Step 1: Extract real-time streaming data from Kinesis
This step is also known as the ETL data ingestion process. We load the real-time streaming data from Kinesis to Upsolver’s data lake. The data is stored in Amazon S3.
Step 2: Transform the data into a queryable state (using UI or SQL)
This step is also known as the ETL transformation phase. During this stage, we transform the raw data into a queryable data which we can query in Athena. Upsolver offers a visual interface from which you can map the fields from your raw data to columns in your Athena table.
Upsolver also enables you to work with nested data in the same manner.

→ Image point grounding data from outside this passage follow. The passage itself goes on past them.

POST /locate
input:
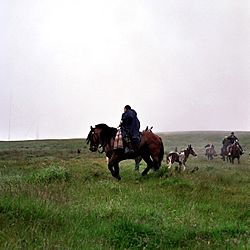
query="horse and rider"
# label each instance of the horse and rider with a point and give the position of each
(127, 142)
(229, 143)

If you are used to working with SQL, Upsolver enables you to switch between SQL/UI modes and develop your transformations in SQL as well. Read more about that on our blog.
Step 3: Load the transformed data to Athena
Upsolver ETLs are automatically orchestrated whether you run them continuously or on specific time frames – this means there is no need to write orchestration code in Apache Spark or Airflow.
An Upsolver ETL to Athena creates Parquet files on S3 and a table in the Glue Data Catalog. During this process, Upsolver will convert the event files into optimized Apache Parquet and merge small files for optimal performance. When this process is complete, the table you’ve created will instantly be available to query in Athena.
With that – we’re done. We’ve built a continuous ETL pipeline that ingests, transforms and delivers structured data for analytics, and can easily be duplicated or modified to fit changing needs.